Murmurations – what they are, why they happen and where to see them
Look to the sky during autumn and winter and if you’re lucky, you’ll see one of nature’s most amazing sights: the starling murmuration. We’ve even enjoyed watching one soaring around Nature Detectives HQ in the last few weeks!
But what is it? Why do they do it? And how do starlings manage to perform such amazing acrobatics without crashing into each other in mid-air?
What is a starling murmuration?
It’s a huge flock of thousands of starlings, which looks a bit like a giant swarm. They swirl through the skies together just before swooping down and settling into their roost for the night.
Why do starlings form murmurations?
Murmurations are believed to act as giant signposts, attracting all the other starlings in the area so that all the birds can roost together.

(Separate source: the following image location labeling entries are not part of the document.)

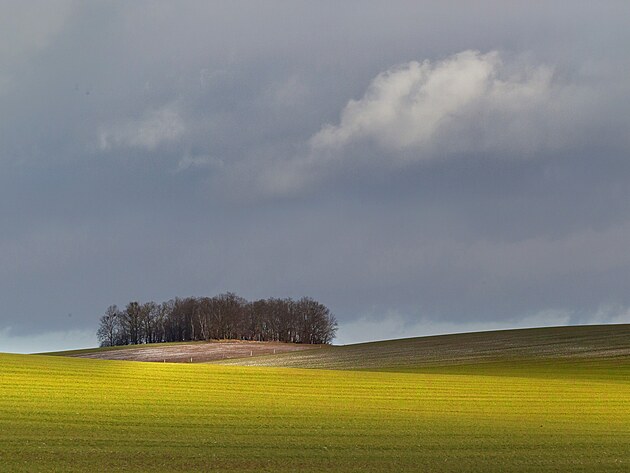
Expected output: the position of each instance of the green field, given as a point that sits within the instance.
(559, 409)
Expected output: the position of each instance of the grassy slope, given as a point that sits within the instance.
(66, 414)
(582, 351)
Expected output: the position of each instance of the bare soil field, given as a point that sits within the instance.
(198, 352)
(601, 345)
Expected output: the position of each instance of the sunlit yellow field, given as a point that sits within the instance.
(63, 414)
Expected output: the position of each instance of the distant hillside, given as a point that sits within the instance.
(575, 350)
(187, 352)
(578, 351)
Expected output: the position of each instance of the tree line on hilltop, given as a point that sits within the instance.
(226, 316)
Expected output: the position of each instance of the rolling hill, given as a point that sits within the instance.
(512, 401)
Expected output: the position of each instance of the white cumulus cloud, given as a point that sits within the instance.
(469, 101)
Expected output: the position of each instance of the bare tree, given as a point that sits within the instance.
(109, 327)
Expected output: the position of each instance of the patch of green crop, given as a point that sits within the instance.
(66, 414)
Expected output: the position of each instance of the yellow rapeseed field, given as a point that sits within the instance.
(65, 415)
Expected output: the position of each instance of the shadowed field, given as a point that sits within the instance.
(523, 411)
(577, 351)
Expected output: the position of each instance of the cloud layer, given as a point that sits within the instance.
(457, 167)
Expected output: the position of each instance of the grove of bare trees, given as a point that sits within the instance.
(226, 316)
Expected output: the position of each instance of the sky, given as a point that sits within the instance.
(418, 167)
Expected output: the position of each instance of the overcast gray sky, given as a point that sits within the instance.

But why do they do this? Well, there are lots of reasons:
- Safety in numbers - When there are thousands of birds all wheeling and turning together, it makes it much harder for predators to single out one particular bird.

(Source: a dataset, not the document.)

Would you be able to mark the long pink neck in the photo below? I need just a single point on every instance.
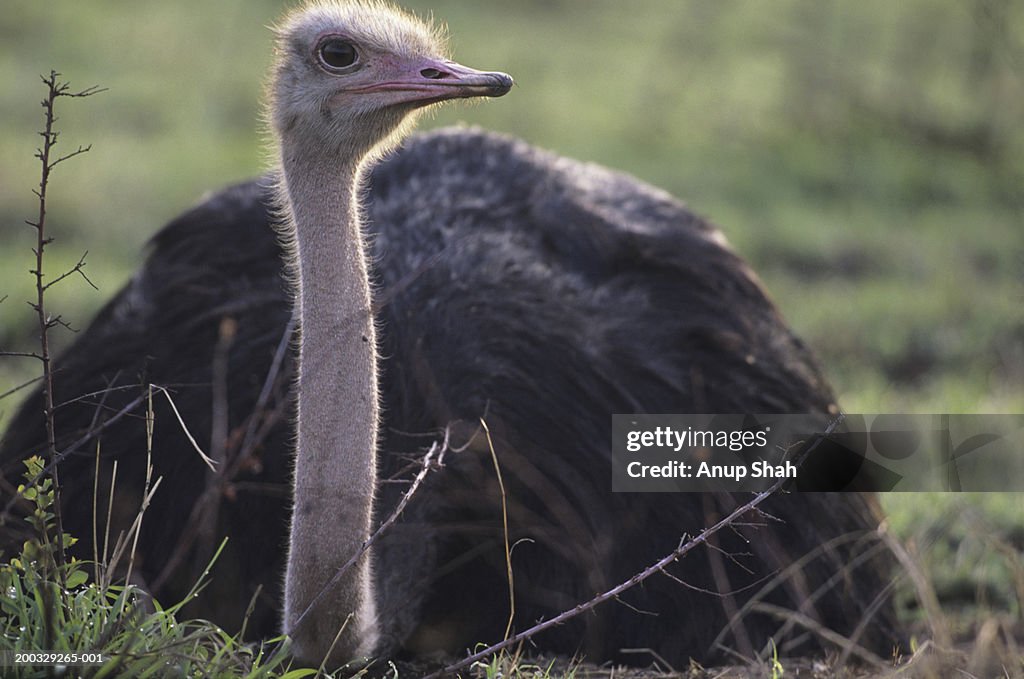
(338, 411)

- It’s warmer - Winter nights can be really chilly. But the bigger the flock, the more warmth there is to share. Large roosts are much cosier than small ones.
- A good gossip! - Starlings are very chatty, and they get together to share important information – such as where to find good feeding sites.
How many birds makes a murmuration?
While the most spectacular murmurations are made up of thousands – sometimes hundreds of thousands – of starlings, it’s possible to have smaller murmurations made up of about 200-300 birds.
But they can be seriously massive: a murmuration of more than six million starlings was recorded in 1999/2000 at Shapwick Heath National Nature Reserve in Somerset. Now that’s a lot of birds!
Why don't starlings bump into each other?
It’s a good question – just how do thousands of birds know which way to go and when to turn?
Well, each starling follows the movement of the six birds flying closest beside it. And because they have lightning-fast reactions – under 100 milliseconds – and superb spatial awareness, if one bird changes speed or direction, those around it do too. This ripples through the murmuration and means that they’re able to fly at speeds of around 20mph without crashing in mid-air.
Where to see starling murmurations
Starlings prefer to roost in sheltered places, away from predators. Think woods, reed beds, cliffs and buildings.
They don’t always roost in the same places every year, and not always in such big numbers. But there are lots of places around the country where you can see massive murmurations year after year:
- Attenborough Nature Reserve, Nottinghamshire
- Brighton Pier, West Sussex
- Aberystwyth Pier, West Wales
- Ham Wall, Somerset
- Shapwick Heath National Nature Reserve, Somerset
- Fen Drayton Lakes, Cambridgeshire
- Belfast City Centre, Northern Ireland
- Leighton Moss, Lancashire
- Saltholme, Teesside
- Gretna Green, Scotland
When's the best time to see a murmuration?
Head outside during autumn and winter and look to the skies just before dusk. Keep your eyes peeled for shifting shapes spinning through the air.